The Portfolio Website How To for Beginners: Web design when you're not a web designer

The importance of good web design cannot be undersold. It's the reason why the internet looks so good and is such a powerful tool for brand building. Web design is all about communicating who you are and when you're building your portfolio website few things are more important. The problem for many of us is that we are not web designers. In the midst of learning the core web development skills, and catching up on new tools, no one wants to add a completely separate discipline to their plate. Yet, we all want to build products that look good. So, what do you do?

You learn how to steal like an artist.

In building my portfolio website I knew that whilst the code would present challenges, my biggest stumbling block would be in the design process. So, I distilled the idea of web aesthetics into three core components: Colour Scheme, Design Choices, and Wow Factor. In this blog post, I'm going to outline how I got past the design hurdle whilst creating a portfolio website that feels representative of who I am and the brand I want to build, and how you can do it too.

Hint: Steal.

Step 1: Pick a Colour Scheme

Colour makes you feel. Black is sleek, red is passionate, blue is calming. The quickest way to communicate who you are online is to use colour. However, knowing what colours look good together isn't as easy as picking your favourite colours and calling it a day. So what do we do? We Google "Great website colour schemes". After going through a few web posts, I found this fantastic list of 50 website colour schemes: https://visme.co/blog/website-color-schemes. The best thing about this list is it shows each colour in the colour palette, as well as how these colours look and interact on a website landing page. Additionally, it provides a blurb that describes the type of mood each palette inspires. This approach helps you create design guard rails for yourself. Regardless of what elements you choose to put on your webpage, the colours that you pick for these elements are guaranteed to look good together.

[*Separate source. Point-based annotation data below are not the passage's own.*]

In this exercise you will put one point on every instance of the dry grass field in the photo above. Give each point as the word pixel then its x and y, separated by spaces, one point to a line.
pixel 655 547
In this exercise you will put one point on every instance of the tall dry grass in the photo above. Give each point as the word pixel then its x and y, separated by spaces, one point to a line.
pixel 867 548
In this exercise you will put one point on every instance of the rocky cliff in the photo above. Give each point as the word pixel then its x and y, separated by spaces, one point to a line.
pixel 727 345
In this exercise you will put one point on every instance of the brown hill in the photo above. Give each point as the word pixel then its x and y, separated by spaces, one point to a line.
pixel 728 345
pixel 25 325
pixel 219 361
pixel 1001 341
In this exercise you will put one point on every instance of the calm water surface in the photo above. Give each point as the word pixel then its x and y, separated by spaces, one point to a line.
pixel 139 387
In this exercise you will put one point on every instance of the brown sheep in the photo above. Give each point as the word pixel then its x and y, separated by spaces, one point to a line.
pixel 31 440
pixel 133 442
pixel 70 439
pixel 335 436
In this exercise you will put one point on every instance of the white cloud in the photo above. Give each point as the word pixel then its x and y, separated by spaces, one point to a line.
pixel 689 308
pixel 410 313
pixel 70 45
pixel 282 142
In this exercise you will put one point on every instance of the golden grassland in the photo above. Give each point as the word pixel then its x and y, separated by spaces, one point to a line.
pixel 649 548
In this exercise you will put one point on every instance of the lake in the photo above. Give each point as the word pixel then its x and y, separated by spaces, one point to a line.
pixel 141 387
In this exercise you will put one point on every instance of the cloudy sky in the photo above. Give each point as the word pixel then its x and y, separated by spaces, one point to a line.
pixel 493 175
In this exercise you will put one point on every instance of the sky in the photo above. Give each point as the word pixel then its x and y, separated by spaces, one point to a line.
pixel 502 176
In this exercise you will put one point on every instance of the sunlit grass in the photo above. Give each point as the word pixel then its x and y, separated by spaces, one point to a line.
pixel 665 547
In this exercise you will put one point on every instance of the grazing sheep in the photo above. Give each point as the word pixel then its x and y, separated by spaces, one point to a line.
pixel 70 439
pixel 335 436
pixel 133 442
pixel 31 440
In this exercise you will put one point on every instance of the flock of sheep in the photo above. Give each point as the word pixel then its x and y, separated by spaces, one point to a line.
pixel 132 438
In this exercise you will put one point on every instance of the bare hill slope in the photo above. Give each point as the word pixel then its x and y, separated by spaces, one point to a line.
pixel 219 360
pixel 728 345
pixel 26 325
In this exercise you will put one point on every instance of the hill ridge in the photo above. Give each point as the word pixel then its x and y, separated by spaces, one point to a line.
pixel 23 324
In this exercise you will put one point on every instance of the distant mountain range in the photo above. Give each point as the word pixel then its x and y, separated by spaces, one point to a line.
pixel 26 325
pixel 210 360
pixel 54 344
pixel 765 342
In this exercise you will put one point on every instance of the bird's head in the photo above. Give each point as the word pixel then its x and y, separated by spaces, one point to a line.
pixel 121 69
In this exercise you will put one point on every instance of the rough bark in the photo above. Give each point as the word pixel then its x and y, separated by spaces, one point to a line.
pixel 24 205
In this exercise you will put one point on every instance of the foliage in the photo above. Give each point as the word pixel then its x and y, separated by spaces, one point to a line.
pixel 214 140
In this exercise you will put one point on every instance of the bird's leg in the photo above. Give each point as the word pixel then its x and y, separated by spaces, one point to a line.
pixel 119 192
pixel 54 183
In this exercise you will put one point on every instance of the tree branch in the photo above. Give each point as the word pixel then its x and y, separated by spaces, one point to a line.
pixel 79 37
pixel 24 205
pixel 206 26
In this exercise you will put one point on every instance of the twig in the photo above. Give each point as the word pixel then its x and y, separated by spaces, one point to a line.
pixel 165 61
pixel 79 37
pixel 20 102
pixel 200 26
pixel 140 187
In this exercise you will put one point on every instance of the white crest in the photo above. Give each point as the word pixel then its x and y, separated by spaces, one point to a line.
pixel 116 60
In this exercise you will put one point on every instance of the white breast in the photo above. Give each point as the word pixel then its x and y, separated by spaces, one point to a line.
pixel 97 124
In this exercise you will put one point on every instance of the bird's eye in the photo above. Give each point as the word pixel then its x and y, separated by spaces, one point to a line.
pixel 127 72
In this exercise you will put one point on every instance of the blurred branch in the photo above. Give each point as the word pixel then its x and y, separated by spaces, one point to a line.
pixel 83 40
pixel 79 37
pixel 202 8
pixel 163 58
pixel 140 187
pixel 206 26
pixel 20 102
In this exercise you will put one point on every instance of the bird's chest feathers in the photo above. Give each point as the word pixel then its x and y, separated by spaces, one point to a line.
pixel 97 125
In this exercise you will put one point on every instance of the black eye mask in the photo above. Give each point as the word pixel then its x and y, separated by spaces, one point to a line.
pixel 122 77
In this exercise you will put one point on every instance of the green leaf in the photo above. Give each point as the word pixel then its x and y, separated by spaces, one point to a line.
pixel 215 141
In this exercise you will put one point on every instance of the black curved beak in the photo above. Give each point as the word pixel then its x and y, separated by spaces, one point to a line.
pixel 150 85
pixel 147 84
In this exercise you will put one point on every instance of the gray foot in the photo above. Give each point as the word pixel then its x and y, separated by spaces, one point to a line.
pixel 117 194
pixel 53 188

Below is an example colour palette you would find on this site.

Takeaway: Steal a colour scheme that speaks to you.

Step 2: Make some design choices

This step is all about re-enforcing the story you've begun with your colour scheme. This involves picking your fonts, and your layout. The easiest way to do this is to go back to Google and take a look at Portfolio website designs. For this step, I looked through multiple web pages. Bookmarking the sites I liked until I had a list of about 20 or so sites. Afterward, I went back to each site and assessed what it was that I found striking about each page.

Font

I made a list of fonts I like on each page (pro tip: If you open up developer tools you can find the font names for any element on a website) and based on this I decided on two fonts for my website - one for headings, and another for paragraphs.

Layout

Similar to my process for fonts, I made a list of sites with layouts I liked. From this list, I chose a layout to base my website design on. In thinking about my layout choice, the key consideration for me was shapes and curves. Did I want my site to feel geometric, or continuous? Was I attracted to straight lines or swirls and curls? How many images, and what type of images did I want to use? I leaned into what I liked and what felt honest to my tastes.

Takeaway: Steal fonts, steal layouts, but steal things that speak to you.

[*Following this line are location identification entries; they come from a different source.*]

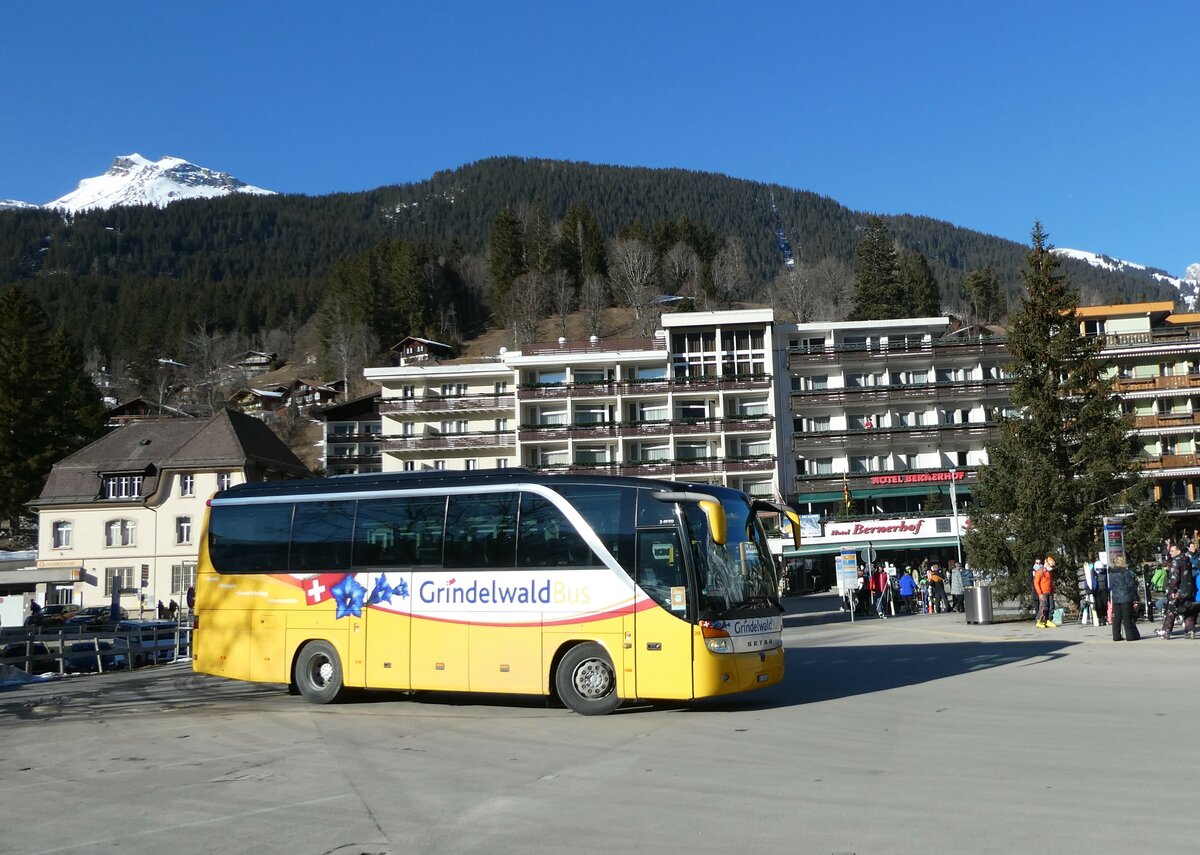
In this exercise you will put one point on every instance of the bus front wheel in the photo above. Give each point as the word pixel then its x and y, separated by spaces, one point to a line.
pixel 587 681
pixel 319 673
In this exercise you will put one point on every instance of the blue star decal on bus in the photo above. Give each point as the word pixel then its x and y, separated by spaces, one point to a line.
pixel 348 595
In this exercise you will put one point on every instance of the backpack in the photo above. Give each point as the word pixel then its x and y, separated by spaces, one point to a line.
pixel 1187 584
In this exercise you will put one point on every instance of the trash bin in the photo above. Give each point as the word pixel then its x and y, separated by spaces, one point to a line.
pixel 978 604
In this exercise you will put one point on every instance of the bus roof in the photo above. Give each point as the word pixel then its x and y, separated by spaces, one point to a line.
pixel 424 480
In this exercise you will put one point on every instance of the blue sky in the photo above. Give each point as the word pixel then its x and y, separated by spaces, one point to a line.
pixel 1083 115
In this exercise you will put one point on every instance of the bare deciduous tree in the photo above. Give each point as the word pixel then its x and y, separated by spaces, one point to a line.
pixel 562 294
pixel 731 277
pixel 527 305
pixel 832 292
pixel 681 267
pixel 593 300
pixel 347 345
pixel 633 270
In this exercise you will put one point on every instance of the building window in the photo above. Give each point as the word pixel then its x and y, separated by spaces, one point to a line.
pixel 63 534
pixel 120 533
pixel 118 578
pixel 123 486
pixel 183 577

Step 3: Adding some much-needed Wow Factor

Long gone are the days when sites were just static chunks of text on a page. In 2023, any site you build needs to make use of animation. Whether that's an image carousel, scroll animation or something more advanced depends on you and your programming skill level. How do we get started? You guessed it. Google. Here I suggest you look up award-winning websites. These sites more often than not have a wide array of various animations used on any one page. If you're a beginner, find an animation you like, that also doesn't look too complex. Focus on animations that alter a single line of text or one element on the page, for example, a blob animation that expands and contracts. Feel free to look for example code online for this. Great sources for code snippets are Codepen ( https://codepen.io/ ) and Youtube tutorials. Not only will it speed up the development process, but reading other people's code is also a great way to improve your skills. If you're more advanced in your web development journey, challenge yourself to emulate an animation without the use of online resources.

Takeaway: Steal an animation or two, but only if it speaks to you.

Lesson of the story: STEAL. This guide might not give you a full-fledged step-by-step of what your portfolio website will look like by the end, but it does give you key starting points. Depending on how creative, or courageous you are, you can create something completely new, drawing on the elements you enjoyed from other websites or you can focus on your web development skills and re-create the elements that were most striking to you. Either way, steal, but only if it speaks to you because the web design of your portfolio site, should speak for you.